Generals refused to surrender to PTSD
Combat PTSD Wounded TimesKathie Costos
November 22, 2018
Ten years ago, I wrote about being thankful for General Carter Ham because he talked openly about his own battle with PTSD, when other generals were shaming their soldiers for having it.
Today, sadly, I just posted about a Command Sgt. Major showing that efforts by leaders such as General Ham, have not educated the people under them.
General Ham was not alone that year.
Major General David Blackledge showed courage admitting he needed help to heal.
Blackledge got psychiatric counseling to deal with wartime trauma, and now he is defying the military's culture of silence on the subject of mental health problems and treatment.This is what real leaders do! They show those they lead that PTSD is not from what they lack or any kind of weakness. It comes from where their courage to serve took them, and what they had to do for those they served with.
"It's part of our profession ... nobody wants to admit that they've got a weakness in this area," Blackledge said of mental health problems among troops returning from America's two wars.
"I have dealt with it. I'm dealing with it now," said Blackledge, who came home with post-traumatic stress. "We need to be able to talk about it."
As the nation marks another Veterans Day, thousands of troops are returning from Iraq and Afghanistan with anxiety, depression and other emotional problems.
A year later, this report came out and yet another General had more to say.
Generals share their experience with PTSD
CNN
By Larry Shaughnessy and Barbara Starr
March 6, 2009
STORY HIGHLIGHTS
Memory of soldier who died before his eyes stays with one general...Another still questions himself over suicide bomb attack that killed 22...By sharing stories, they hope to ease stigma attached to stress...Military should have different view of post-traumatic stress disorder, they say
WASHINGTON (CNN) -- Army generals aren't known for talking about their feelings.
Gen. Carter Ham says PTSD is stigmatized, although "intellectually we all know it's wrong." Brig. Gen. Gary S. Patton says he wants the military to change the way it views post-traumatic stress disorder.
Brig. Gen. Gary S. Patton says he wants the military to change the way it views post-traumatic stress disorder.
But two high-ranking officers are doing just that, hoping that by going public they can remove the stigma that many soldiers say keeps them from getting help for post-traumatic stress disorder.Can you imagine what it would be like today for all the veterans who needed to keep hearing from Generals like them, but only heard about how many veterans committed suicide?
Brig. General Gary S. Patton and Gen. Carter Ham have both sought counseling for the emotional trauma of their time in the Iraq war.
"One of our soldiers in that unit, Spec. Robert Unruh, took a gunshot wound to the torso, I was involved in medevacing him off the battlefield. And in a short period of time, he died before my eyes," Patton told CNN in an exclusive interview. "That's a memory [that] will stay with me the rest of my life."
Ham was the commander in Mosul when a suicide bomber blew up a mess tent. Twenty-two people died.

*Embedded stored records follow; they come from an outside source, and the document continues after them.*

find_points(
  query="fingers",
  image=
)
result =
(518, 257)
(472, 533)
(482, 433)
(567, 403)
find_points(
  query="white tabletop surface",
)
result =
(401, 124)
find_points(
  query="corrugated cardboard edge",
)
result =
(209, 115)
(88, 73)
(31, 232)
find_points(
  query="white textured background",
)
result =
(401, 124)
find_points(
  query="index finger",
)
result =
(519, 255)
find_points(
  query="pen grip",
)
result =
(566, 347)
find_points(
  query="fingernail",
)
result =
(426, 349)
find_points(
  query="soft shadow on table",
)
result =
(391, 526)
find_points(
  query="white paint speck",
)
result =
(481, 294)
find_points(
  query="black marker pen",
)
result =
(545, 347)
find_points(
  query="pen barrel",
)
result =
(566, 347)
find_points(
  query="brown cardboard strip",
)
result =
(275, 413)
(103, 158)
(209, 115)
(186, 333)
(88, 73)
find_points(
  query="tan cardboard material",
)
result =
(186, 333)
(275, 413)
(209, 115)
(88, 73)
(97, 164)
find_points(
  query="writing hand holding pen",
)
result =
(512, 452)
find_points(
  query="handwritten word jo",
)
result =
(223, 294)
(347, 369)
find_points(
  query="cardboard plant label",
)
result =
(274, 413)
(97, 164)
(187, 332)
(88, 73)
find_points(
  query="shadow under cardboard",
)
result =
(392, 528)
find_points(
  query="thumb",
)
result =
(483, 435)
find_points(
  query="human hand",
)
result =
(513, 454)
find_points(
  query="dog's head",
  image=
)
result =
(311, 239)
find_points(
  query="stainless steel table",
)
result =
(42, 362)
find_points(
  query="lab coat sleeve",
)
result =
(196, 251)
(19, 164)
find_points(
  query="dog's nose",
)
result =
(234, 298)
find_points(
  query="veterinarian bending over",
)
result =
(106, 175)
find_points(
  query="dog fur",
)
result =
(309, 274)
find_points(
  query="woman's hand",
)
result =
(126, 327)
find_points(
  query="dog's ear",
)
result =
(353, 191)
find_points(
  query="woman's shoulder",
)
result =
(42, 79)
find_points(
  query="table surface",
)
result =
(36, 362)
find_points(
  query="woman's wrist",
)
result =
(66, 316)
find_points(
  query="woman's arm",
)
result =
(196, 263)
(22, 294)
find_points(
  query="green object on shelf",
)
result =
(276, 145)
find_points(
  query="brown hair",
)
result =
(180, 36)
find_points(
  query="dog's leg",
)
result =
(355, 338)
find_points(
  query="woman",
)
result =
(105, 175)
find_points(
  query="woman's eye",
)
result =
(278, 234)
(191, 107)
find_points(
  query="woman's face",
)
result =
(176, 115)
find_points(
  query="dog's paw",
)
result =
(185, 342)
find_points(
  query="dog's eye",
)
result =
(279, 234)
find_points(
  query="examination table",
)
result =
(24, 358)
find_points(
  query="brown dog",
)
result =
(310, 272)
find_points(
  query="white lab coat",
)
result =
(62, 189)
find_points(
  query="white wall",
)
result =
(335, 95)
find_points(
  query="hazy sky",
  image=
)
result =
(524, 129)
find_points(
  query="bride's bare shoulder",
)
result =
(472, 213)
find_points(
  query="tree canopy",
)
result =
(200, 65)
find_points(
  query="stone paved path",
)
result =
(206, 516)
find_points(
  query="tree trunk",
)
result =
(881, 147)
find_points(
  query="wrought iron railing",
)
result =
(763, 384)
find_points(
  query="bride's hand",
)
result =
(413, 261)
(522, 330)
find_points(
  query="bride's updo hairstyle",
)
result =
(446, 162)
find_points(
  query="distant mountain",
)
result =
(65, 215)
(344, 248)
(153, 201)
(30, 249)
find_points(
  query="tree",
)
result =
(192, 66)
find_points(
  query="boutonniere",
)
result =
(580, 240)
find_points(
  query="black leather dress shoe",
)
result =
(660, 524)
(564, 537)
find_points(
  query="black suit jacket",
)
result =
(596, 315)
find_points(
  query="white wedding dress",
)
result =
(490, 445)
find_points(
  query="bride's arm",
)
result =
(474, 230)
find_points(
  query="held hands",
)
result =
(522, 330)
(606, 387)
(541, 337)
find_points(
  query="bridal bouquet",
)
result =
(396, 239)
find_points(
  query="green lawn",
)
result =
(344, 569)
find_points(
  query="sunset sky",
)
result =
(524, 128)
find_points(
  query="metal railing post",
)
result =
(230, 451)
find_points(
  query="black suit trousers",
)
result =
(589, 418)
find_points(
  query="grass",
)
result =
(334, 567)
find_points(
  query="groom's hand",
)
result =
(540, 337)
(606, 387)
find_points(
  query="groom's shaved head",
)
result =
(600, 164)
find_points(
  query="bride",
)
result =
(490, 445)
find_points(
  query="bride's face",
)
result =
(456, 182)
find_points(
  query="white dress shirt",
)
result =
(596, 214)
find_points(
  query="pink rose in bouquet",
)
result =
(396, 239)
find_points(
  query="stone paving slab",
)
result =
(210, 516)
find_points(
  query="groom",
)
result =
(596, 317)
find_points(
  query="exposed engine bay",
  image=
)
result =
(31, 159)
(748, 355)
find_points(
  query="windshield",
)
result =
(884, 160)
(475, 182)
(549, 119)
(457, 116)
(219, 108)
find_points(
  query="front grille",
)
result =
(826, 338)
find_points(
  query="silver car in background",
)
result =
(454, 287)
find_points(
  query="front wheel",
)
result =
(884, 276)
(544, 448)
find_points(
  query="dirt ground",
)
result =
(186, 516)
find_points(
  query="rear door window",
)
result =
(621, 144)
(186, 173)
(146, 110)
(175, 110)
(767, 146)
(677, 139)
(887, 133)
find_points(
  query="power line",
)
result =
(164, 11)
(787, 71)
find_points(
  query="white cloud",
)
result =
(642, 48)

"The 21st of December, 2004, worst day of my life. Ever," Ham said. "To this day I still ask myself what should I have done differently, what could I have done as the commander responsible that would have perhaps saved the lives of those soldiers, sailors, civilians."
Both generals have been back from Iraq for years, but still deal with some of the symptoms of the stress they experienced.
"I felt like that what I was doing was not important because I had soldiers who were killed and a mission that had not yet been accomplished," Ham said. "It took a very amazingly supportive wife and in my case a great chaplain to kind of help me work my way through that."
Ham and his wife drove from Washington State to the District of Columbia right after he returned from combat.
"I probably said three words to her the whole way across the country. And it was 'Do you want to stop and get something to eat?' I mean, no discussion, no sharing of what happened," he explained.
Ham still can't talk to his wife about much of what he saw.
For Patton the stress hits him in the middle of the night.
"I've had sleep interruptions from loud noises. Of course there's no IEDs or rockets going off in my bedroom, but the brain has a funny way of remembering those things," Patton said. "Not only recreating the exact sound, but also the smell of the battlefield and the metallic taste you get in your mouth when you have that same incident on the battlefield."
Both acknowledge that in military circles, there is still a stigma attached to admitting mental health problems.